TRUTH in Lending

When my husband and I bought our new house, one of the plethora of documents we had to review and sign was the Truth in Lending statement from our mortgage company. The document basically ensures that you – the borrower – know exactly what you’re getting from your deal with the bank – the lender.

And that phrase – truth in lending – got me thinking: deep, weighty, ethical thoughts. And those thoughts led me to this conclusion:

Every major financial crisis over the past century – the mortgage crisis, the collapse of companies like Enron, heck, the Great Depression – ultimately boils down to a complete and utter breakdown in trust.

Think about it for a minute. And while you let that thought sink in, I’ll give you three examples to prove my point:

The Great Depression

It’s tough to pin our country’s most difficult economic period down on just one cause. After all, there were so many factors that went into America’s biggest financial collapse: the October 1929 stock market crash and subsequent run on the banks; bank failures nationwide; federal taxes on imports designed to help American businesses that only had the opposite effect. But even those causes have their roots in a breech of trust.

The rise of the stock market in the 1920s had everything to do with trust; people had an almost inherent, unshakable believe that stock prices would go up, up, up irreversibly. But when stocks started falling, investors’ confidence in the market was shattered; they started pulling out their money left and right, and no longer trusted the financial systems – banks included – that had once harbored their money. As banks and businesses – now low on capital – closed their doors, the U.S. Government enacted a series of legislation, most notably the Smoot-Hawley Tariff, designed to protect American enterprise. But the tariffs, which increased the prices of imports, had the opposite impact. They broke the trust of our European trading partners, and made it harder for Americans to get fair-priced goods from overseas, while at the same time making those international trading partners less motivated to do business with us.

The Collapse of Enron

By the late 1990s, the stock market was in the midst of a bullish phase – and no company was more bullish (or brazen) than Enron. The energy giant’s stock price was on a fast and furious climb toward it’s all-time high of just over $90 in the late summer of 2000. Yet even as the stock’s price began to go down (a descent from which it would never recover), investors – particularly Enron employees – were emphatically told by the guys at the top to “Buy now!” while the price was right. In fact, in September 2001 – just three weeks before an article in The Wall Street Journal would lead to the launch of an SEC investigation – CEO Ken Lay told employees that Enron stock was still an “incredible bargain.”

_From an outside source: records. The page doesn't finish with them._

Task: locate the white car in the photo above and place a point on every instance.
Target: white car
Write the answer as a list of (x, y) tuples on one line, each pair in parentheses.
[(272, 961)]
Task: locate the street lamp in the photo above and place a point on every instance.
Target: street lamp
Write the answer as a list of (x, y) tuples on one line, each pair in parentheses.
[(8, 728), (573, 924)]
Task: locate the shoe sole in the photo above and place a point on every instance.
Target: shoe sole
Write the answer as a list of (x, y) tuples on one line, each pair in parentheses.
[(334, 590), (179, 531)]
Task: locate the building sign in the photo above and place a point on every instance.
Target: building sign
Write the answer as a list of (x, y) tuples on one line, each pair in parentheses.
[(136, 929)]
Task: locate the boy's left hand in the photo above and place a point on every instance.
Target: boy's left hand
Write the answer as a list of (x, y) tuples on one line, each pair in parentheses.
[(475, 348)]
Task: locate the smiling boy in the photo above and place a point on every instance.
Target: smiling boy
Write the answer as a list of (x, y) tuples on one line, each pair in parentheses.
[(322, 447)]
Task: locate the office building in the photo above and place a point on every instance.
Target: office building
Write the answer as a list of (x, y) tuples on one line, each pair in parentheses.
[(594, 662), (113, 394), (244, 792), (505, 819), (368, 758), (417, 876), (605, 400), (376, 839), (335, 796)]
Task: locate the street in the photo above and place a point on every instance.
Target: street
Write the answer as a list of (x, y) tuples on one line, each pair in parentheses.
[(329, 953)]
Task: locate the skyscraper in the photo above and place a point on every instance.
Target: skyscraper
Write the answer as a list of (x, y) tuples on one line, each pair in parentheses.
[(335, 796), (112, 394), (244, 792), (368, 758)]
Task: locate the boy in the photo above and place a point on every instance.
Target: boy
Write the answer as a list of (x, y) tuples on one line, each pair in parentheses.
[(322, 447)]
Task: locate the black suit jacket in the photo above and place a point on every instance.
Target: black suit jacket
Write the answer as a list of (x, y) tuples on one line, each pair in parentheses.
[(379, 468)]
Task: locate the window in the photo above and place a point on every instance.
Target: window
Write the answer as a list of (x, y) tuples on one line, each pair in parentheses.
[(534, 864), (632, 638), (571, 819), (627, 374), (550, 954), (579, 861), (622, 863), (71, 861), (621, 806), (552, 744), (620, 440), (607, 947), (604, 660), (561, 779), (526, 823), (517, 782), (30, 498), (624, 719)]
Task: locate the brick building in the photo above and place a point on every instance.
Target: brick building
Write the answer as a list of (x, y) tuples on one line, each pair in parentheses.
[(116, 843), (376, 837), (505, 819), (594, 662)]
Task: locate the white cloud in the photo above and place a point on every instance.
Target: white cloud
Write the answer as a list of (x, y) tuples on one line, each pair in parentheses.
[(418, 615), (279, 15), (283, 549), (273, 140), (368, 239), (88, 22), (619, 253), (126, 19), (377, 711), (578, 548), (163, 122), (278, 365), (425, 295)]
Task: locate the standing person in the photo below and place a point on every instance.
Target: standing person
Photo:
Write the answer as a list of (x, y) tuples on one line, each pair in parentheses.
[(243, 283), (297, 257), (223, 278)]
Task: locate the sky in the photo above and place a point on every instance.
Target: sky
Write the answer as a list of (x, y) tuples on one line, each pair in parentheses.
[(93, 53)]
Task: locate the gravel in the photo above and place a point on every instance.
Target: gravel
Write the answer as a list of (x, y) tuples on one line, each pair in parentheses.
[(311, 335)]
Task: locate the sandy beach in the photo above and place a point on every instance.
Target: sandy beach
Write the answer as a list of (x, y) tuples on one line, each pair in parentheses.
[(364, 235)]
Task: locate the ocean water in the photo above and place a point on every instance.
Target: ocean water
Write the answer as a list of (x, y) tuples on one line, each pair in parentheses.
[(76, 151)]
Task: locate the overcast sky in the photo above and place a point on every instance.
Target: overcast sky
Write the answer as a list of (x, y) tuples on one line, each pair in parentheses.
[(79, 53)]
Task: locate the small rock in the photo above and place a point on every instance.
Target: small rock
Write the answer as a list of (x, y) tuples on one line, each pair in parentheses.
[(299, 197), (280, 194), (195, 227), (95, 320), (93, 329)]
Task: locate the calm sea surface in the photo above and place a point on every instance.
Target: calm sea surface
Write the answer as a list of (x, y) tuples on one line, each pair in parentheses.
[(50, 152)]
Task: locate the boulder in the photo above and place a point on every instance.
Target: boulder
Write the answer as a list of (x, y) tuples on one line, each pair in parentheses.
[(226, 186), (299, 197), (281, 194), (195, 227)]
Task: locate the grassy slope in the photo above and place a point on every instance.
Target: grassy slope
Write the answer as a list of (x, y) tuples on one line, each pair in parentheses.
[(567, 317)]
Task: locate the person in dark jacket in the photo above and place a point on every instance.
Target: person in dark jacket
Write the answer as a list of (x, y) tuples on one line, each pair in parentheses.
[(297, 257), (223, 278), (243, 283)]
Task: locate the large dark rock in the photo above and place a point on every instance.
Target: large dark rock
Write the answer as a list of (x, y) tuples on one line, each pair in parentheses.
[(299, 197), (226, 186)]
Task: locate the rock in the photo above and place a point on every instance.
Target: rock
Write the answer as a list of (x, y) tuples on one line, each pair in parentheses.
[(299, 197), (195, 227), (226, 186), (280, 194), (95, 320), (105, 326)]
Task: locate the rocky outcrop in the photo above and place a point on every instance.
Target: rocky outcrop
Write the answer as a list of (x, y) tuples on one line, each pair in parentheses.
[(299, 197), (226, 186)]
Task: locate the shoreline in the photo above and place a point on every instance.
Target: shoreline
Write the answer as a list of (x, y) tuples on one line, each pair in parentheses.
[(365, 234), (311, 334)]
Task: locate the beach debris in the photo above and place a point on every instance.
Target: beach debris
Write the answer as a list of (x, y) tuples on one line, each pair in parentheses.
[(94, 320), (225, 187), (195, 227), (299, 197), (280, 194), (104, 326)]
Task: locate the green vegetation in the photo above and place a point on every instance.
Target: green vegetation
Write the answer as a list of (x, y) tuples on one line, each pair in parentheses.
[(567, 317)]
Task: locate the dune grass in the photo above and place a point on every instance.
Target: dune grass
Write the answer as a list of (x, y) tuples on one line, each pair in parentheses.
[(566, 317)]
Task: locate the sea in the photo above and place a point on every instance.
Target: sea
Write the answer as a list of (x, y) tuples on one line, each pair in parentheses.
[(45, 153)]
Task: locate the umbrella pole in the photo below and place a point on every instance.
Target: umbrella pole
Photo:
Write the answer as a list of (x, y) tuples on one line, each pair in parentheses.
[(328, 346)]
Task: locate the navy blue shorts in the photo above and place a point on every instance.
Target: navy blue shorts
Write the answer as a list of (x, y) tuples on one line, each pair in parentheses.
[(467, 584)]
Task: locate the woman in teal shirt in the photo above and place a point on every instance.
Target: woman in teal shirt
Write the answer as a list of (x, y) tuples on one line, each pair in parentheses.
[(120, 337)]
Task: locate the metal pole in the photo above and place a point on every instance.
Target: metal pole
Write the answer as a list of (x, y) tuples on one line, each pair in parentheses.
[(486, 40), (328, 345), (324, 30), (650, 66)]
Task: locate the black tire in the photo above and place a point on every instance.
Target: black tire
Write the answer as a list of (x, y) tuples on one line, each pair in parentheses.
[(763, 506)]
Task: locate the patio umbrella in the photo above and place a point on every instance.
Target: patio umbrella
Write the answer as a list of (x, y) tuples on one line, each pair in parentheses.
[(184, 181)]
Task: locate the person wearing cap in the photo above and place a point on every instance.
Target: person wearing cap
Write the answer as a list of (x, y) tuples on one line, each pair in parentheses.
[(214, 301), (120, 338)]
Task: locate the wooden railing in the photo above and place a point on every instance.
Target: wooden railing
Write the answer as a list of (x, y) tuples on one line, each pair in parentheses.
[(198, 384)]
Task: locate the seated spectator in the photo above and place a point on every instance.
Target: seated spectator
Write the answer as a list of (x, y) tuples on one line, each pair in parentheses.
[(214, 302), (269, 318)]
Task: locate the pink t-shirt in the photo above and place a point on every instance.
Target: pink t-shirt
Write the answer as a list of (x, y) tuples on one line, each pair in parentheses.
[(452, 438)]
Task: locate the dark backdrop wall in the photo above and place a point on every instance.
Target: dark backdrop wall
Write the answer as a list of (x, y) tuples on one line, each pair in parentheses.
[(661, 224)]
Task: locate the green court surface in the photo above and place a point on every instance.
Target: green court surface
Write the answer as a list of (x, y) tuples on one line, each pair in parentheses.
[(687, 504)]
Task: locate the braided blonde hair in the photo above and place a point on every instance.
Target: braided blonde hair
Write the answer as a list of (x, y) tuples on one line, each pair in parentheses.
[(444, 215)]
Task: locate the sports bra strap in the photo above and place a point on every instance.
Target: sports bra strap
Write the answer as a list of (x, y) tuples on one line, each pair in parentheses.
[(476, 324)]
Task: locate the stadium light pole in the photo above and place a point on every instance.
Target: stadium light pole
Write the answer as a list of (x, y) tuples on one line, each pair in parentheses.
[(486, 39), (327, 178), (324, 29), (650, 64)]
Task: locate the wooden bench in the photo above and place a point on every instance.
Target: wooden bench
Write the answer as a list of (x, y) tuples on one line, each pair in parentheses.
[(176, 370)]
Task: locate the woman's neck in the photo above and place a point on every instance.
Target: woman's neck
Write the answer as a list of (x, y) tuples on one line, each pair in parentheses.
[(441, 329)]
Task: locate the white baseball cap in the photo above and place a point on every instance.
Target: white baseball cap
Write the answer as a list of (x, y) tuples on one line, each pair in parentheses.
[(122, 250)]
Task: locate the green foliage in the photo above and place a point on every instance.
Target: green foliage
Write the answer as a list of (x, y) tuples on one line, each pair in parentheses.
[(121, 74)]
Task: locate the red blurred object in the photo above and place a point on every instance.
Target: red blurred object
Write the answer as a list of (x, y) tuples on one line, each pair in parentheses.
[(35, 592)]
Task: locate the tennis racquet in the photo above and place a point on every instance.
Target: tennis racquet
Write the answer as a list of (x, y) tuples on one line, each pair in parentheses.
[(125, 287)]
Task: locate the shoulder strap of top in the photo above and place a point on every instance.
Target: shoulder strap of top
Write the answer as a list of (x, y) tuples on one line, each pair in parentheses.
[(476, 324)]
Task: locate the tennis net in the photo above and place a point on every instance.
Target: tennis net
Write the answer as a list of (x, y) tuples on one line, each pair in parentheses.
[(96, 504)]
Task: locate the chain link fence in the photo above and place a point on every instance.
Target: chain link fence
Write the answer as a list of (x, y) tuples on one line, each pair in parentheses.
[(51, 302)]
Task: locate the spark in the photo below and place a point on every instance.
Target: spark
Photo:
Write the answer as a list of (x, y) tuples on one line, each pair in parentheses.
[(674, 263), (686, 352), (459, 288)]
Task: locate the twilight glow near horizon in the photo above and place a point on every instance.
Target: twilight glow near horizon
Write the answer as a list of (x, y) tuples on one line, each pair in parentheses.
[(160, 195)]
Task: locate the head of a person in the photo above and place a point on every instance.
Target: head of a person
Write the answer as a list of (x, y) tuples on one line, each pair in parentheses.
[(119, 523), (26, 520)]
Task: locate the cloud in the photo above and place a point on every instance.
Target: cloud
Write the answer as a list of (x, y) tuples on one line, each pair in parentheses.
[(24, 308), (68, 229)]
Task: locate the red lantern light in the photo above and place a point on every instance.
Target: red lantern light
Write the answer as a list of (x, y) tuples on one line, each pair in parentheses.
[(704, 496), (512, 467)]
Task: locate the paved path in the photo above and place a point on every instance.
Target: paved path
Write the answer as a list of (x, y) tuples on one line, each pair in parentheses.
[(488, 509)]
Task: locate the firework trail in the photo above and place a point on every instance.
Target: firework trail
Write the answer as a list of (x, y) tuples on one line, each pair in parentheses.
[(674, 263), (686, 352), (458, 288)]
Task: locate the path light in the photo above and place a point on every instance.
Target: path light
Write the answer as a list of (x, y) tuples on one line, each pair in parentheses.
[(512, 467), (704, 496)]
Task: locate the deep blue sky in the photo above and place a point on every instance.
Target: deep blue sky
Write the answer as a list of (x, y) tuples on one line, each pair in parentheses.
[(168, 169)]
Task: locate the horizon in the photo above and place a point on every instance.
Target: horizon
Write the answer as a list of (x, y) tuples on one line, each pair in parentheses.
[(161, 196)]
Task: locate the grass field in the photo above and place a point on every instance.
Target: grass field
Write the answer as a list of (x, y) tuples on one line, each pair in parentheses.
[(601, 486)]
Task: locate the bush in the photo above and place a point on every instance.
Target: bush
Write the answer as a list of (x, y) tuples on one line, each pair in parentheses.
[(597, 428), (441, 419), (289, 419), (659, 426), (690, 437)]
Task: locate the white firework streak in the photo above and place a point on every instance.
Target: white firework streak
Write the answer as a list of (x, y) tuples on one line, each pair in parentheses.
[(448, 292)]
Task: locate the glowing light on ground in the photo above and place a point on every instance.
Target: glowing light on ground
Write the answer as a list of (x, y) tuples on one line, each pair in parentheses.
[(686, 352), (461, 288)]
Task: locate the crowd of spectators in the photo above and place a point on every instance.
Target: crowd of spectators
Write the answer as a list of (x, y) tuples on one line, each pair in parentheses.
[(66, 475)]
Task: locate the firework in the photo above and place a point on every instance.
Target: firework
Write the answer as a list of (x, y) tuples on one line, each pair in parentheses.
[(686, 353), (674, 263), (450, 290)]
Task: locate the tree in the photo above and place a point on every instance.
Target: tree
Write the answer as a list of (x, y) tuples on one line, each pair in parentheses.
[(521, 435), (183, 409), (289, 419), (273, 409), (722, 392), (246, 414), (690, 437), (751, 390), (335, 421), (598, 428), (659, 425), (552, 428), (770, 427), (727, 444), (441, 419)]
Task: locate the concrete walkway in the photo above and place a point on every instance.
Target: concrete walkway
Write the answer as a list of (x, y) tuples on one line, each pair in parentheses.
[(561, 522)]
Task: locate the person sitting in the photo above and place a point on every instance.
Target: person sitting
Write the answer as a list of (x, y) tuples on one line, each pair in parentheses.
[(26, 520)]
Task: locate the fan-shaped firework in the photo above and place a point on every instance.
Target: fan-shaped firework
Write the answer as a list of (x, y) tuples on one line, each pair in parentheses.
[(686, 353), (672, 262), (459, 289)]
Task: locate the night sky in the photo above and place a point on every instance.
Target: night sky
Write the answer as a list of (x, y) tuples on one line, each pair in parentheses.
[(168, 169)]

We now know that everyone but the guys at the very top of the Enron hierarchy was being lied to. Investors – many Enron employees who had staked their retirements on their company’s stock price – found themselves holding virtually worthless shares. The trust had been broken.

The Mortgage Crisis

The Truth in Lending Act was supposed to protect borrowers from predatory lenders; but 40 years after it was signed into law, America suffered its worst housing crisis in our nation’s history. And it’s all because of a violation of trust.

First, Americans believed that housing prices would always go up. Much like the fallacy of thought that led to the stock market crash of 1929, home buyers in the late 20th and early 21st centuries thought property prices would climb inevitably skyward. When that upward trajectory started to slow – and, ultimately, reverse – many buyers felt they’d been duped.

But that wasn’t the only cause of the mortgage crisis. Many borrowers took advantage of low-cost loans that, they believed, would give them an immediate return on their investments. They trusted the mortgage companies to act with integrity. Instead, many of these borrowers were taken advantage of by predatory lenders. Again, the trust was – and, in many cases, still is – broken.

What do you think of my hypothesis? Do you think all these financial crises can be pinned on a breech of trust? Why or why not?